Spotify is a digital music, podcast, and video service that gives you access to millions of songs and other content from creators all over the world. Basic functions such as playing music are totally free, but you can also choose to upgrade to Spotify Premium. Spotify is available across a range of devices, including computers, phones, tablets, speakers, TVs, and cars. This data set is about the top 2000 tracks on Spotify from 2000-2019.
The purpose of this project is to predict the popularity of a specific song.
The dataset is downloaded as a csv file and is obtained from (https://www.kaggle.com/datasets/paradisejoy/top-hits-spotify-from-20002019?resource=download&select=songs_normalize.csv)

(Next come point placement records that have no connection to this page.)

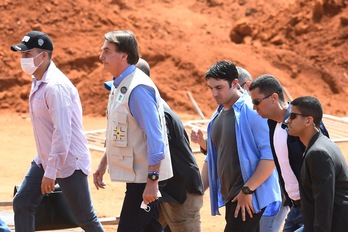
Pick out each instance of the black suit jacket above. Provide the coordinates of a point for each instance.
(186, 174)
(324, 186)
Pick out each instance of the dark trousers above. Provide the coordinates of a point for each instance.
(134, 218)
(236, 224)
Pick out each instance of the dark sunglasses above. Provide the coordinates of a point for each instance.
(293, 115)
(257, 102)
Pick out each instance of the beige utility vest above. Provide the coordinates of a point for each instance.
(126, 142)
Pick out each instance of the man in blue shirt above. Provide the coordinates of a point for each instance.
(137, 150)
(241, 169)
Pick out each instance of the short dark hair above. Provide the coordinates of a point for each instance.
(267, 85)
(126, 42)
(225, 70)
(309, 106)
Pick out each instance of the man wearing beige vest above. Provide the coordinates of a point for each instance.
(137, 150)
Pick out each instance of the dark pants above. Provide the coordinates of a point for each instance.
(134, 218)
(75, 189)
(236, 224)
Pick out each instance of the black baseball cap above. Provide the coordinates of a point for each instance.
(34, 39)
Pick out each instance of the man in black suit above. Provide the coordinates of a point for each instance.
(324, 171)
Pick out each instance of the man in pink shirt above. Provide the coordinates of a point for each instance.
(62, 153)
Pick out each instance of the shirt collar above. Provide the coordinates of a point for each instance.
(124, 74)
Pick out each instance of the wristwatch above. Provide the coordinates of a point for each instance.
(153, 175)
(246, 190)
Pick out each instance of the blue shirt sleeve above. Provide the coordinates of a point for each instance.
(143, 107)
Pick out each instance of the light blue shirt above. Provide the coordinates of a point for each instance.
(142, 101)
(252, 135)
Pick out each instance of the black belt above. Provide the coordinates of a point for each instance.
(296, 203)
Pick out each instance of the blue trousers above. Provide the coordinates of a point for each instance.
(134, 218)
(75, 189)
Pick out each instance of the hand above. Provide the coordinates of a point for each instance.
(197, 136)
(98, 176)
(150, 193)
(244, 203)
(47, 185)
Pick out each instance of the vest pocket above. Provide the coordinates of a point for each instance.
(121, 165)
(119, 130)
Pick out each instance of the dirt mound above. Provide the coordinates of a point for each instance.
(302, 43)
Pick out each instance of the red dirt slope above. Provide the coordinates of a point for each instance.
(303, 43)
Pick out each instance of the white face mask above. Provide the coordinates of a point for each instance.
(28, 65)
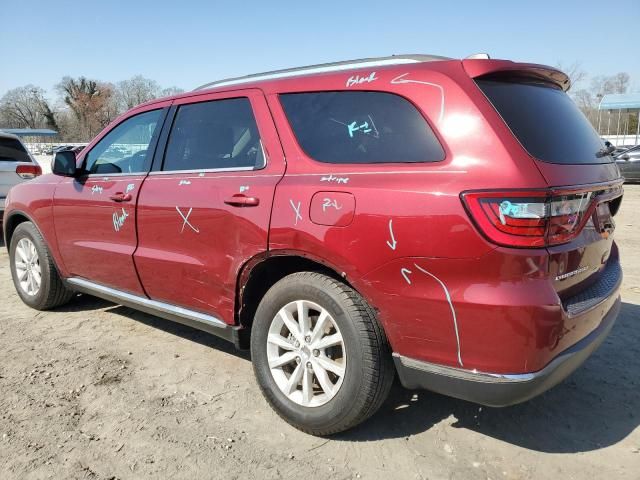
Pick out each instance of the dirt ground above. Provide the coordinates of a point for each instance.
(94, 390)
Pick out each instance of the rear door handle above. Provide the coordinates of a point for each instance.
(121, 197)
(240, 200)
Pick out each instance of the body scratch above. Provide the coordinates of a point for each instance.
(296, 209)
(453, 311)
(405, 272)
(392, 244)
(185, 220)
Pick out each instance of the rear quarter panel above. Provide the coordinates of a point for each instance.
(404, 213)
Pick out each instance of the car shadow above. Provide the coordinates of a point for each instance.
(594, 408)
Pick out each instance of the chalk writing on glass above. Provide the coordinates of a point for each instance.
(402, 79)
(296, 209)
(366, 126)
(357, 79)
(119, 219)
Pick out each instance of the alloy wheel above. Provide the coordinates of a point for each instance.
(306, 353)
(28, 268)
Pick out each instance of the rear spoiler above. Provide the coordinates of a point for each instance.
(481, 68)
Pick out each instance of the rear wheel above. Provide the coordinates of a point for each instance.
(319, 354)
(34, 274)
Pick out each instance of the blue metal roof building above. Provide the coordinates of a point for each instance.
(620, 102)
(30, 132)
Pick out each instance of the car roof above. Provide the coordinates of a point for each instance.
(9, 135)
(475, 65)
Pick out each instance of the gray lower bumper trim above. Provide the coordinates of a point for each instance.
(499, 390)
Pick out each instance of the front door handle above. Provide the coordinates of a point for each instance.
(121, 197)
(240, 200)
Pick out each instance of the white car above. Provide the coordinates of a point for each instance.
(16, 165)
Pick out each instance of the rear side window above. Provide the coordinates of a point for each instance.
(214, 135)
(11, 150)
(125, 148)
(360, 127)
(545, 120)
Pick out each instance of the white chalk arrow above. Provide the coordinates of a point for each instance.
(392, 244)
(404, 272)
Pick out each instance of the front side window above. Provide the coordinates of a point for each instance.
(548, 124)
(218, 134)
(125, 149)
(360, 127)
(11, 150)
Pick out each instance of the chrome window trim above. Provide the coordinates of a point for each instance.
(207, 170)
(109, 175)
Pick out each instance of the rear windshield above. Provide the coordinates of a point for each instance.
(545, 120)
(11, 150)
(360, 127)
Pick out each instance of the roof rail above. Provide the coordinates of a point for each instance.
(325, 68)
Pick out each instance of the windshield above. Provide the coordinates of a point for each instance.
(545, 120)
(11, 150)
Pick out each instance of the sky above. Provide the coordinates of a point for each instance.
(188, 43)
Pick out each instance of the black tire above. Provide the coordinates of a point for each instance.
(52, 292)
(369, 369)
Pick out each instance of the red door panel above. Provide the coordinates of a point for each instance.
(197, 228)
(96, 234)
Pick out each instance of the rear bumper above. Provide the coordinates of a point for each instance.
(500, 390)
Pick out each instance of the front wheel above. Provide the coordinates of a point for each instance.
(34, 274)
(320, 356)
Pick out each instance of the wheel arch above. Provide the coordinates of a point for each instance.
(15, 218)
(260, 273)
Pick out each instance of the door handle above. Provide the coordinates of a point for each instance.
(240, 200)
(121, 197)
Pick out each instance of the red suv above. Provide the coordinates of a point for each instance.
(447, 220)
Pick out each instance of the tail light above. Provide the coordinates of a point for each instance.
(28, 171)
(530, 219)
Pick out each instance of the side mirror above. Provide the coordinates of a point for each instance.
(64, 164)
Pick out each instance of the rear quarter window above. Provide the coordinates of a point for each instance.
(11, 150)
(360, 127)
(546, 122)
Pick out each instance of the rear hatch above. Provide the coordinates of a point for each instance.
(573, 218)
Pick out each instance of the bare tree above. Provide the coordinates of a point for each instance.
(165, 92)
(135, 91)
(90, 101)
(574, 71)
(26, 107)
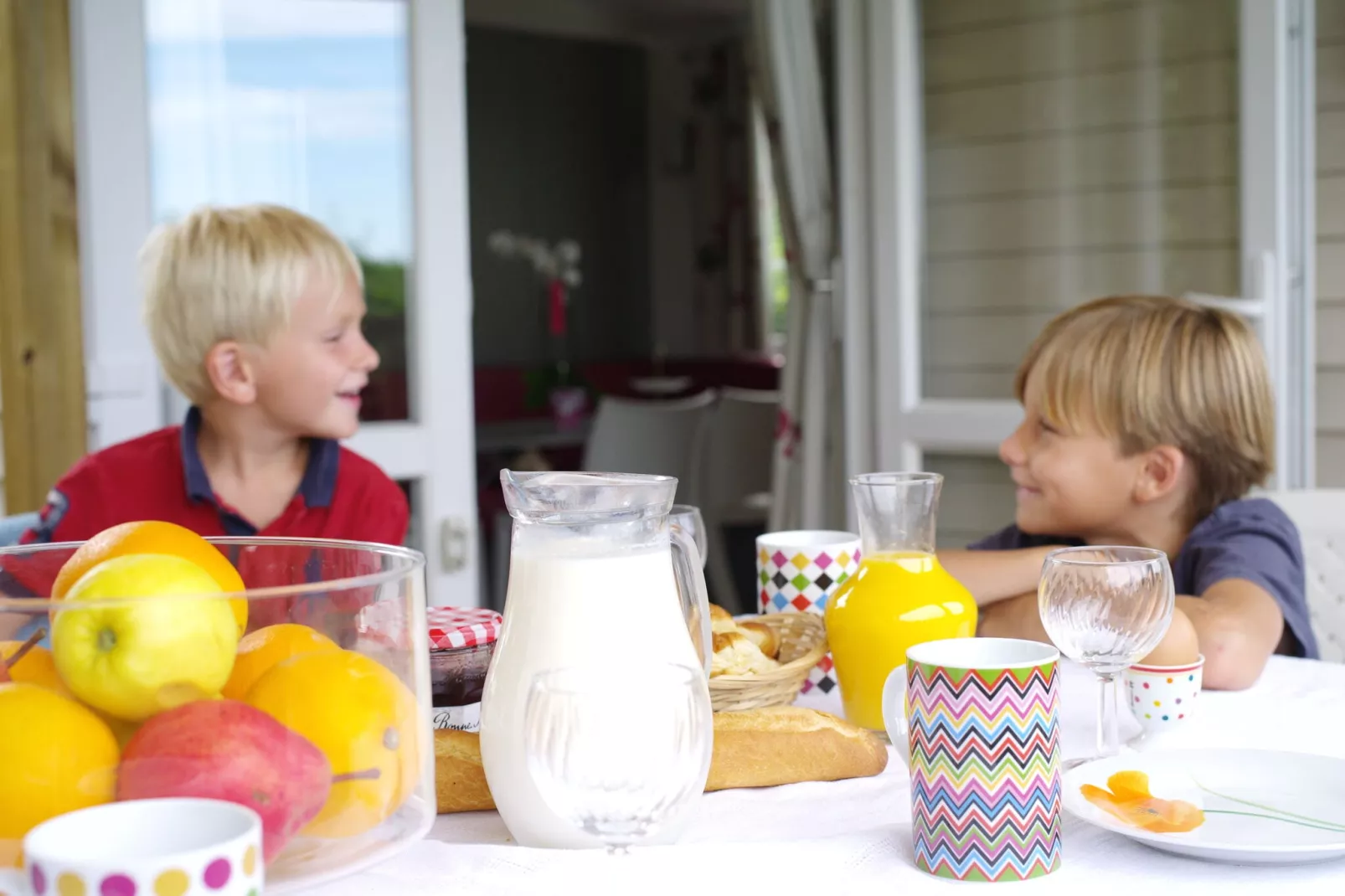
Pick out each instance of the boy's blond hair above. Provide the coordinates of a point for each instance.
(1154, 370)
(232, 272)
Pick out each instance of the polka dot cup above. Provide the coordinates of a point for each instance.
(143, 847)
(1162, 698)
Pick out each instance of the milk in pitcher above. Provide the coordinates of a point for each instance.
(573, 605)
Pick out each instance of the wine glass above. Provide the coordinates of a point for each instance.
(690, 521)
(619, 751)
(1105, 607)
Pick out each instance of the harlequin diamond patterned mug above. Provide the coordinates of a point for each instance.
(798, 572)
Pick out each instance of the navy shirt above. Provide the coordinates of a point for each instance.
(1250, 538)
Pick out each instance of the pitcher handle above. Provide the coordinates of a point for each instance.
(692, 591)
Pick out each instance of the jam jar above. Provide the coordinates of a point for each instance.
(461, 641)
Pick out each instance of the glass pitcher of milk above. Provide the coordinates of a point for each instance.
(596, 579)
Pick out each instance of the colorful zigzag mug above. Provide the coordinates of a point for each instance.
(978, 721)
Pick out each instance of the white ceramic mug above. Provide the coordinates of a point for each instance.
(177, 847)
(1162, 698)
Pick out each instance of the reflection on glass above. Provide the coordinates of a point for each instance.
(299, 102)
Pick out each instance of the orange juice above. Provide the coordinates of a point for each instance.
(894, 600)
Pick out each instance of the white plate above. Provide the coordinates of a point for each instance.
(1262, 807)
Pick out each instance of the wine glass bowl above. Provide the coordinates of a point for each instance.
(619, 752)
(1105, 607)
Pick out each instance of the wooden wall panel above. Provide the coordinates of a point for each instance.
(40, 337)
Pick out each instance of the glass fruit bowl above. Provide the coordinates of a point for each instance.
(317, 716)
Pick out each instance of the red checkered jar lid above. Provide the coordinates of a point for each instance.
(457, 627)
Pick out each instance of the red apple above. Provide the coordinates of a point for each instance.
(226, 749)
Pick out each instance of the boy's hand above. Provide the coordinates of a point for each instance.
(1013, 618)
(997, 574)
(1239, 626)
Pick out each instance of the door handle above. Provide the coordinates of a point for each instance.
(455, 538)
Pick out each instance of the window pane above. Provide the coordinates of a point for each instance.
(1071, 153)
(977, 499)
(299, 102)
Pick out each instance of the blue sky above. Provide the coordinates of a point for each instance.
(295, 101)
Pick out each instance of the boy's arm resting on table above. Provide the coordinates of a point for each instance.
(1239, 626)
(1238, 623)
(997, 574)
(1016, 616)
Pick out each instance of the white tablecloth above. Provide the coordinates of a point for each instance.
(854, 836)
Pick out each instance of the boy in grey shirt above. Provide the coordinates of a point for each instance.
(1147, 421)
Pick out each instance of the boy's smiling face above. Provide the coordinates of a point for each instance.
(1072, 483)
(311, 374)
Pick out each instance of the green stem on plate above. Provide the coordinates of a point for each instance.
(1287, 821)
(1331, 825)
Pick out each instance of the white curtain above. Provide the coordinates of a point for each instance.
(807, 489)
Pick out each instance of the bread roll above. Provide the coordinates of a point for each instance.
(752, 749)
(736, 654)
(763, 636)
(459, 778)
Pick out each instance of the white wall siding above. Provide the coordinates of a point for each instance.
(1331, 242)
(1074, 148)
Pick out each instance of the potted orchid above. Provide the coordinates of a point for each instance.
(559, 268)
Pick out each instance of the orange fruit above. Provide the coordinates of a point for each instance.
(35, 667)
(366, 723)
(55, 756)
(262, 649)
(153, 537)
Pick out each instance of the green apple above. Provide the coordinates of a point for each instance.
(143, 634)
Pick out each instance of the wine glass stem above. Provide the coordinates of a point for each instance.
(1107, 735)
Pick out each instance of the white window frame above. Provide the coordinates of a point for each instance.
(126, 393)
(883, 153)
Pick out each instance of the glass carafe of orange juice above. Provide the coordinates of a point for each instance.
(899, 598)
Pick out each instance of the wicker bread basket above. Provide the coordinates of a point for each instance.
(803, 642)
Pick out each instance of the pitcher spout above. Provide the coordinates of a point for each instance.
(585, 498)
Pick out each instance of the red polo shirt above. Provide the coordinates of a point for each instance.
(160, 476)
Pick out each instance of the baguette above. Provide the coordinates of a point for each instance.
(752, 749)
(790, 744)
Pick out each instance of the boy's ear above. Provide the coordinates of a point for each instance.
(1161, 474)
(232, 373)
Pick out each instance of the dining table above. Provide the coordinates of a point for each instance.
(854, 836)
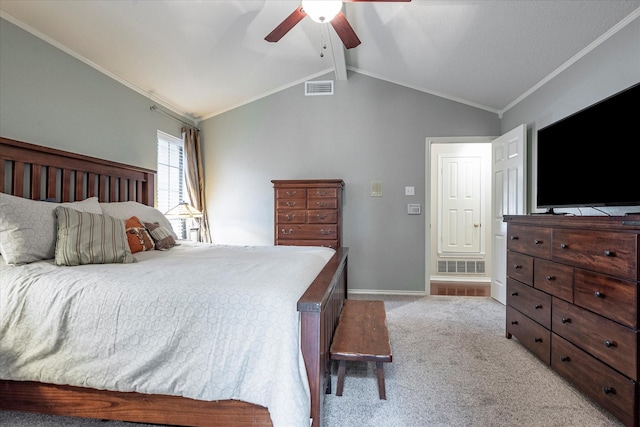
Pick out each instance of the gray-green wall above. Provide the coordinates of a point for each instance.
(607, 69)
(369, 130)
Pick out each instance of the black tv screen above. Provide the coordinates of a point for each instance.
(591, 157)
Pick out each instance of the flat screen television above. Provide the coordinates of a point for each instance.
(590, 158)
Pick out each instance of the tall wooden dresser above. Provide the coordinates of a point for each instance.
(573, 300)
(308, 212)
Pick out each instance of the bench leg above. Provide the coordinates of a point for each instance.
(341, 371)
(381, 388)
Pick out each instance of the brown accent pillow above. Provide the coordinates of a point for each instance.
(162, 237)
(138, 236)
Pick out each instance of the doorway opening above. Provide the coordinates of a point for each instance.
(458, 240)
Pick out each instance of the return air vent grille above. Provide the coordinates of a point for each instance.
(461, 267)
(318, 87)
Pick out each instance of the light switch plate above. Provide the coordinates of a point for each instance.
(376, 188)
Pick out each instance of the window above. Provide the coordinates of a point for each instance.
(170, 182)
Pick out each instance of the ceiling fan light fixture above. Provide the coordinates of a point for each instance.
(321, 10)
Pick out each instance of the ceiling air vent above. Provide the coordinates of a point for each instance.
(324, 87)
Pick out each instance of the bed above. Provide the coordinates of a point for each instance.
(38, 173)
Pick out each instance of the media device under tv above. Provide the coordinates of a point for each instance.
(591, 157)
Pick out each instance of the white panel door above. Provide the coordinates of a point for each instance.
(508, 198)
(460, 202)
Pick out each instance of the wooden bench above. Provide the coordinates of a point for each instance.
(362, 336)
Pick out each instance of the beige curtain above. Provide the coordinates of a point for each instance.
(195, 178)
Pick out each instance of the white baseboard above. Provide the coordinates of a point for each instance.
(459, 279)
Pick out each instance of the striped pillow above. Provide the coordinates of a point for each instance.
(86, 238)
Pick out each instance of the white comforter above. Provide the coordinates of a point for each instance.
(201, 321)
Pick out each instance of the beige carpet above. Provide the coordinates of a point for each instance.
(452, 366)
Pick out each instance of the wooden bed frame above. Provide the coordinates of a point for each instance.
(39, 173)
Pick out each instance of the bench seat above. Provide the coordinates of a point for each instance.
(362, 336)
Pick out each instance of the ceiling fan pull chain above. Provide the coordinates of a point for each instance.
(323, 43)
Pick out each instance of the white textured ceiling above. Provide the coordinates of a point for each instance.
(204, 57)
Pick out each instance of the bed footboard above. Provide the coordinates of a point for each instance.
(319, 309)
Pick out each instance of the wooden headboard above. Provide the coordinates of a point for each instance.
(42, 173)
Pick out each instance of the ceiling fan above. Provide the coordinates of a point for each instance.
(322, 11)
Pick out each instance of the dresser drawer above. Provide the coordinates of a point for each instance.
(614, 344)
(322, 203)
(530, 334)
(520, 267)
(333, 244)
(291, 193)
(534, 241)
(291, 204)
(292, 217)
(613, 298)
(553, 278)
(609, 253)
(322, 193)
(304, 232)
(610, 389)
(322, 216)
(533, 303)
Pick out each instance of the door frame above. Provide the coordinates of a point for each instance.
(440, 140)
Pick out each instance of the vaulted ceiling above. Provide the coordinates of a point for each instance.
(203, 57)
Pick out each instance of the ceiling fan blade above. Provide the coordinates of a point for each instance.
(345, 31)
(286, 25)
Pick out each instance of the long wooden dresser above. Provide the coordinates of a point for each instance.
(308, 212)
(573, 300)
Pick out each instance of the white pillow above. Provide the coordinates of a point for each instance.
(125, 210)
(28, 228)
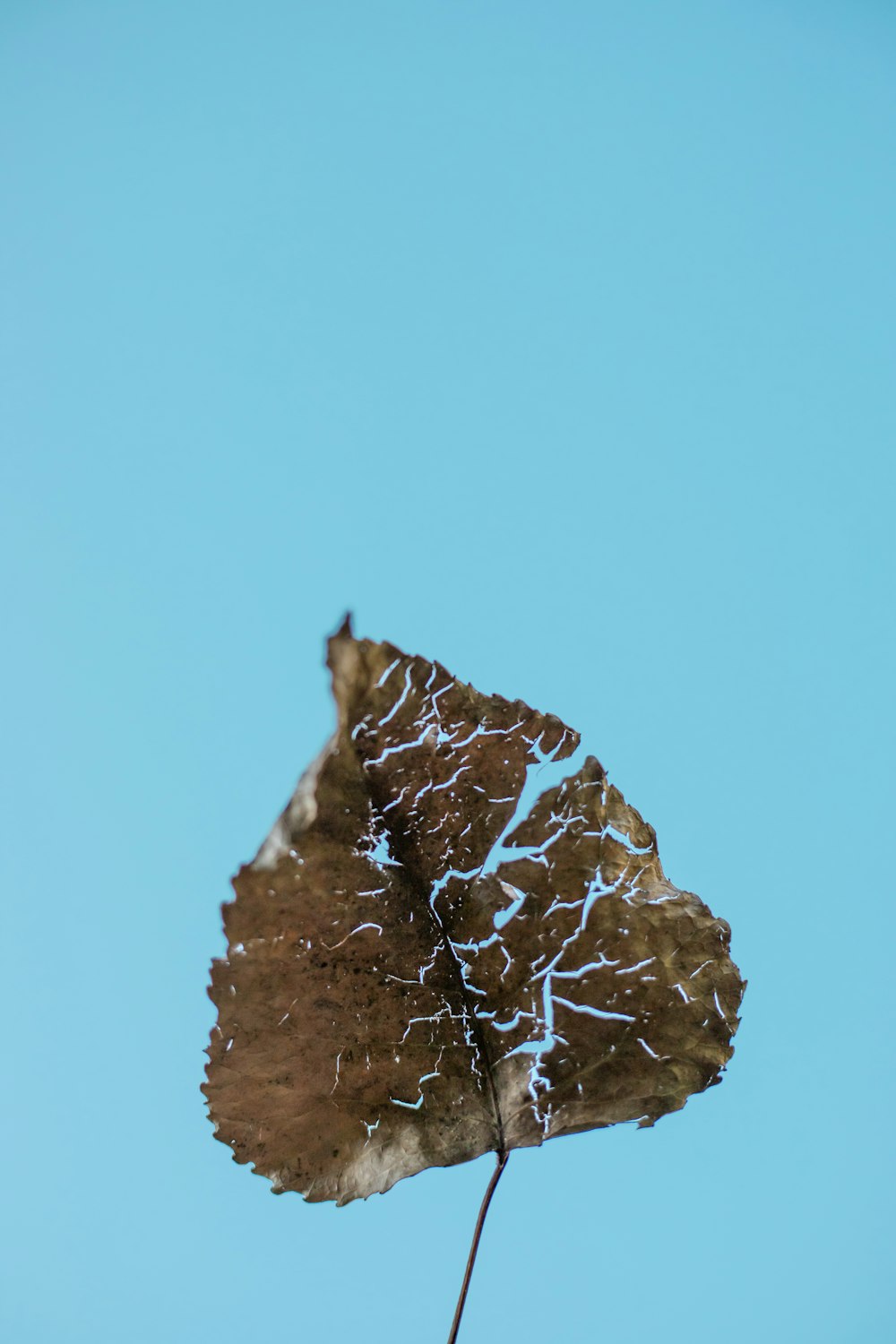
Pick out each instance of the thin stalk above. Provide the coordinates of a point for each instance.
(470, 1262)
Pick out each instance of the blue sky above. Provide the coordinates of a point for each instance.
(555, 340)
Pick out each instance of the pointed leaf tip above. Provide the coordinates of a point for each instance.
(427, 960)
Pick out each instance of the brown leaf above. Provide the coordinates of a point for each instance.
(408, 984)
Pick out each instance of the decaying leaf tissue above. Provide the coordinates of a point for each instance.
(438, 953)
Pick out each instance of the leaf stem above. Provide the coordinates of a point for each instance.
(487, 1199)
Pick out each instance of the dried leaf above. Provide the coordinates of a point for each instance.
(429, 961)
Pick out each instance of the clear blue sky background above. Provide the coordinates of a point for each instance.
(556, 340)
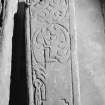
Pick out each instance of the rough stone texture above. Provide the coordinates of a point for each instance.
(6, 50)
(91, 51)
(52, 45)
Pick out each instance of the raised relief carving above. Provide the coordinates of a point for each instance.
(50, 44)
(49, 10)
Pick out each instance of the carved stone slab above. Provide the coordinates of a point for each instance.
(51, 52)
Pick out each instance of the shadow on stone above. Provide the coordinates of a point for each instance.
(18, 87)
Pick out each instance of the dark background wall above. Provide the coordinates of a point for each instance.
(18, 88)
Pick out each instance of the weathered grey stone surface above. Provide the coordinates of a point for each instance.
(91, 51)
(52, 41)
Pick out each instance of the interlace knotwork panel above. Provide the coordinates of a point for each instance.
(51, 53)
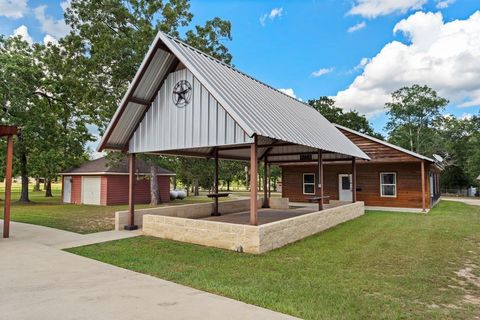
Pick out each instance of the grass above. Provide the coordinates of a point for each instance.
(51, 212)
(380, 266)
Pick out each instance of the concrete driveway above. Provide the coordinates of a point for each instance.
(39, 281)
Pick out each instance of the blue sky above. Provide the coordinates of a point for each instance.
(314, 48)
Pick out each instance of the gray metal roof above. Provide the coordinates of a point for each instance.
(258, 108)
(414, 154)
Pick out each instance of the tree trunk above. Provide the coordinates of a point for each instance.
(24, 197)
(154, 191)
(48, 189)
(36, 188)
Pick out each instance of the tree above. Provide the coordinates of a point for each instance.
(412, 113)
(113, 37)
(351, 119)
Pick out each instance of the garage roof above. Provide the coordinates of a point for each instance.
(100, 166)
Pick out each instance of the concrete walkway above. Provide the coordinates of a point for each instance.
(470, 201)
(39, 281)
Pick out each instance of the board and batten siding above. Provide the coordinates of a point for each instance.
(201, 123)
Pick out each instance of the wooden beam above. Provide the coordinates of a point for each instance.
(320, 179)
(253, 183)
(139, 101)
(354, 180)
(8, 188)
(266, 201)
(215, 186)
(131, 192)
(422, 169)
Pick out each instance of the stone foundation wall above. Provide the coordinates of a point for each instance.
(193, 211)
(251, 239)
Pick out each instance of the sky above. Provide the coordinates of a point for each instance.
(356, 51)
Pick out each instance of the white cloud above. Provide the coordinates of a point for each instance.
(14, 9)
(357, 27)
(274, 13)
(361, 65)
(49, 39)
(442, 4)
(441, 55)
(322, 72)
(49, 25)
(22, 31)
(288, 91)
(375, 8)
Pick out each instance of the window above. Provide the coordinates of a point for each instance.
(308, 183)
(388, 184)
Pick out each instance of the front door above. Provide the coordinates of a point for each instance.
(345, 187)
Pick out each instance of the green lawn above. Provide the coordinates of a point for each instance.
(380, 266)
(51, 212)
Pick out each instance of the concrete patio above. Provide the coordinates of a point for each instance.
(39, 281)
(270, 215)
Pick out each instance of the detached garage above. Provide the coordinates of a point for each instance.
(97, 183)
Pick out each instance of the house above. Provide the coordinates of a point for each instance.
(392, 178)
(96, 182)
(183, 102)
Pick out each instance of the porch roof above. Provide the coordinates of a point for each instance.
(283, 125)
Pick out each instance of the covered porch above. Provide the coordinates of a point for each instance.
(185, 103)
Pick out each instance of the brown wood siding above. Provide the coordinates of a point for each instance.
(409, 188)
(377, 151)
(76, 197)
(117, 190)
(103, 190)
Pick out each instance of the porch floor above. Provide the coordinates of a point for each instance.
(271, 215)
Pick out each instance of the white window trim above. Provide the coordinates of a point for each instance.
(303, 183)
(388, 184)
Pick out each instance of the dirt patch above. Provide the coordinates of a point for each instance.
(467, 274)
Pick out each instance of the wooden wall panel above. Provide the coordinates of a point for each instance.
(117, 191)
(409, 188)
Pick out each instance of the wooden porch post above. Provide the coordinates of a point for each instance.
(354, 180)
(265, 184)
(422, 167)
(131, 192)
(269, 181)
(8, 187)
(253, 182)
(320, 179)
(215, 186)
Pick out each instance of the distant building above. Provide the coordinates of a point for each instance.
(96, 183)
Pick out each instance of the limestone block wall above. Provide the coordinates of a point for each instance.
(192, 211)
(277, 234)
(251, 239)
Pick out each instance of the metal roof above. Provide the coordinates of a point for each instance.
(257, 108)
(414, 154)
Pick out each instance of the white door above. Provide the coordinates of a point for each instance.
(67, 189)
(91, 190)
(345, 187)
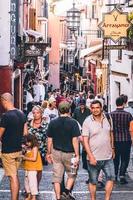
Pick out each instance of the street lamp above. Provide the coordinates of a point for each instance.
(73, 19)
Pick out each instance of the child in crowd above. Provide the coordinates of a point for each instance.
(32, 164)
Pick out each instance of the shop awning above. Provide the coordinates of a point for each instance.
(33, 33)
(90, 50)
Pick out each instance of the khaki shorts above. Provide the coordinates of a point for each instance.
(61, 163)
(11, 163)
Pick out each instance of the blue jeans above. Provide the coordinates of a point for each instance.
(106, 165)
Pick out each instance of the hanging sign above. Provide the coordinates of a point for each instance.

Here are some of the key variables that are helpful for this project:
artist: The name of the artist.song: The name of the track.duration_ms: Duration of the track in milliseconds.explicit: The lyrics or content of a song or a music video contain one or more of the criteria which could be considered offensive or unsuitable for children.year: Release Year of the track.popularity: The higher the value the more popular the song is.danceability: It describes how suitable a track is for dancing based on a combination of musical elements including tempo, rhythm stability, beat strength, and overall regularity. A value of 0.0 is least danceable and 1.0 is most danceable.energy: It is a measure from 0.0 to 1.0 and represents a perceptual measure of intensity and activity.key: The key the track is in. Integers map to pitches using standard Pitch Class notation. E.g. 0 = C, 1 = C♯/D♭, 2 = D, and so on. If no key was detected, the value is -1.acousticness: A confidence measure from 0.0 to 1.0 of whether the track is acoustic. 1.0 represents high confidence the track is acoustic.liveness: Detects the presence of an audience in the recording. Higher liveness values represent an increased probability that the track was performed live. A value above 0.8 provides strong likelihood that the track is live.valence: A measure from 0.0 to 1.0 describing the musical positiveness conveyed by a track. Tracks with high valence sound more positive (e.g. happy, cheerful, euphoric), while tracks with low valence sound more negative (e.g. sad, depressed, angry).library(tidyverse)
library(tidymodels)
library(lubridate)
library(skimr)
library(patchwork)
library(janitor)
library(ggplot2)
library(corrplot)
library(corrr)
set.seed(1106)
hits <- read.csv(file = 'songs_normalize.csv')
dim(hits)
## [1] 2000 18
In this case, we have 2000 observations and 18 predictors.
hits <- hits %>%
mutate(
# convert the duration milliseconds to seconds
duration_ms = duration_ms / 1000
)
hits_split <- hits %>%
initial_split(prop = 0.8)
hits_train <- training(hits_split)
hits_test <- testing(hits_split)
ggplot(hits, aes(genre)) +
geom_bar() +
labs(
title = "Count of Songs by Genre",
x = "Genres",
y = "Count",
) +
# It is able to read labels better
coord_flip()
Based on the graph, the pop genre seems to have the largest amounts of songs. Meanwhile, there are a lot of top hits songs are pop related. It makes sense since nowadays most of the music type is pop related.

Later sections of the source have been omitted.